Support Utilities

Data Cleanup Utility

Because foundation data is always loaded first through the Retail Insights data warehouse, implementers often need to erase data from the RI tables in preparation for a new load. Database functions have been exposed to APEX to allow targeted deletion of data by table name. The deletion requires a two-step process to prevent accidental execution of the command. The first step is to request an authentication token for the utility, which will return a string value. You must then pass the token into the subsequent call to the utility to execute the data cleanup step. Executing the utility with an expired or invalid token will return an error message.
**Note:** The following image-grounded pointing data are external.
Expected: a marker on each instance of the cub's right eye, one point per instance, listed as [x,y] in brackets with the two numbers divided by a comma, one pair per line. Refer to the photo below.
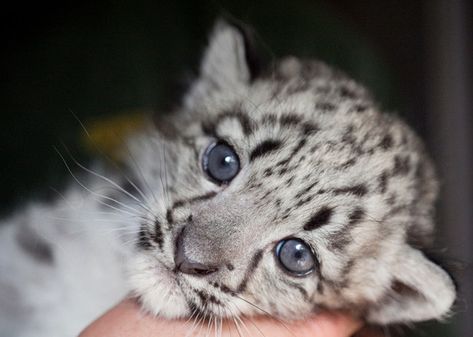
[220,162]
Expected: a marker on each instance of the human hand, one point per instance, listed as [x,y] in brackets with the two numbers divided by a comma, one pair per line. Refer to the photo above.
[127,320]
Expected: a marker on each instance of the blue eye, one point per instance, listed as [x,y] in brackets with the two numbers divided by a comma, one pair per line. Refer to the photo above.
[220,162]
[296,257]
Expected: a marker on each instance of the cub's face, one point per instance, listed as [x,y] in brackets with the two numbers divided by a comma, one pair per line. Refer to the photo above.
[284,193]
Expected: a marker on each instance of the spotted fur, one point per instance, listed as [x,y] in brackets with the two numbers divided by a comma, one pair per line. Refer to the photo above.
[319,162]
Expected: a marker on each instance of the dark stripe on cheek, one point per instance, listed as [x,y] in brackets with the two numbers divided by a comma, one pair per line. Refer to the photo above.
[158,234]
[143,239]
[251,268]
[264,148]
[321,218]
[356,216]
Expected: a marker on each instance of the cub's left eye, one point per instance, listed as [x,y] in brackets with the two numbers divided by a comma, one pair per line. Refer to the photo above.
[220,162]
[296,257]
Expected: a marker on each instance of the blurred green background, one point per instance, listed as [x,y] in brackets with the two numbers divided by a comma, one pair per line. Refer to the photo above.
[111,57]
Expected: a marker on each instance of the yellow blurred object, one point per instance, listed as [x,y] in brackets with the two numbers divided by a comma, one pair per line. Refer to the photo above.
[108,135]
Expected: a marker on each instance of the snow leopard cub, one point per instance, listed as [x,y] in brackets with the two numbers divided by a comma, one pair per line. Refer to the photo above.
[282,190]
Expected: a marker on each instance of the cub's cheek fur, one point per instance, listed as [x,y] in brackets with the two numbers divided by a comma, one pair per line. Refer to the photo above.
[412,288]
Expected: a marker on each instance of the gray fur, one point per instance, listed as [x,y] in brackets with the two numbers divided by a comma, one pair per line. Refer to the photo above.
[319,162]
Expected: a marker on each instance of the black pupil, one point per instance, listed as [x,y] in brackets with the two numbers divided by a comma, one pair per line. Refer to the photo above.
[221,162]
[295,256]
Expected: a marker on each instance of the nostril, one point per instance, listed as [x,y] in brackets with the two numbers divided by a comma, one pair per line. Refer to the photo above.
[195,268]
[186,265]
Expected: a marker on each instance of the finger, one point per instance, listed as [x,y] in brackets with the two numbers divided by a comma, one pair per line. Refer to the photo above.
[127,319]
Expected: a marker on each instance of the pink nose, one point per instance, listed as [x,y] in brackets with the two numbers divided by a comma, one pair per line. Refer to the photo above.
[186,265]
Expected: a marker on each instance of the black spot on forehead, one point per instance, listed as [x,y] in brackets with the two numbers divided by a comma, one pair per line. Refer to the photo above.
[247,125]
[319,219]
[357,190]
[290,119]
[264,148]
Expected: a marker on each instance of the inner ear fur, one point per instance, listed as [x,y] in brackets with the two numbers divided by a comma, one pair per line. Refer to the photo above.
[419,290]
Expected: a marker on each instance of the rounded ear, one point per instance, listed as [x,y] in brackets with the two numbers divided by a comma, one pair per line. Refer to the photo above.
[419,290]
[230,56]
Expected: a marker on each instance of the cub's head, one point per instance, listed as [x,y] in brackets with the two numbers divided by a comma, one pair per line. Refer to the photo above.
[283,191]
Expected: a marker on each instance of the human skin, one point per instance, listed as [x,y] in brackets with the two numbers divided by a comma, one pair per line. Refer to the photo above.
[128,320]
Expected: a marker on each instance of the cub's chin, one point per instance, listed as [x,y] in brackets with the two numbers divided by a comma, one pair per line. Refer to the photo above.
[156,288]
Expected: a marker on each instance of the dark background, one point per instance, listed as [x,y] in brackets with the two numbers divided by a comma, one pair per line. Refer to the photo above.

The command to run in APEX to generate tokens is:

select  ri_support_util.generate_token from dual

Take the return value from this query and copy it into the TOKEN_VALUE variable in the PL/SQL block below. Specify the schema name and table name to be truncated, then run the PL/SQL block.

DECLARE
  TOKEN_VALUE VARCHAR2(200);
  SCHEMANAME VARCHAR2(200);
  TABLENAME VARCHAR2(200);
BEGIN
    TOKEN_VALUE := 'ABCDEF';
    SCHEMANAME := 'RADM01';
    TABLENAME := 'W_RTL_SLS_TRX_IT_LC_DY_FS';
    RI_SUPPORT_UTIL.CLEAR_SELECTED_RI_TABLES(
        TOKEN_VALUE => TOKEN_VALUE,
        SCHEMANAME => SCHEMANAME,
        TABLENAME => TABLENAME
    );
END;

If the process is successful, you will see that the PL/SQL block was successfully executed with no further message or results. If the process encounters any error, it will display the error details in the results panel in APEX. For example, if the token used is not valid it will show the following error:

To quickly clean the entire database schema instead of individual tables, you may instead call the following command. This command will erase all customer data except for the calendar, system configuration tables, and seed data records. Use this command if you need to reset the environment in preparation for a new dataload using a different dataset:

DECLARE 
v_token VARCHAR2(200); 
SCHEMANAME VARCHAR2(200); 

BEGIN 
    v_token := ri_support_util.generate_token; 
    SCHEMANAME := 'RADM01'; 
    RI_SUPPORT_UTIL.CLEAR_SELECTED_RI_TABLES( 
        TOKEN_VALUE => v_token, 
        SCHEMANAME => SCHEMANAME 
    ); 
END;

Calendar removal is provided as a separate function, because you cannot remove calendar information without also erasing all partitions (which are specific to your currently loaded calendar). The function name is CLEAR_RI_MCAL_TABLES and can be called the same way as the schema clear script above, passing in the token and schema name as the inputs. Before you perform any calendar cleanup, review the following:

Partition removal is based on the current partition configuration in C_MODULE_ARTIFACT; it will not modify tables that are not enabled for partitioning. Ensure the configuration table reflects your current cleanup needs.
Because calendar cleanup includes partition removal, you cannot use the system for a new data load without first re-partitioning the system. Refer to the RAP Implementation Guide for the steps to reload the calendar and partition the database.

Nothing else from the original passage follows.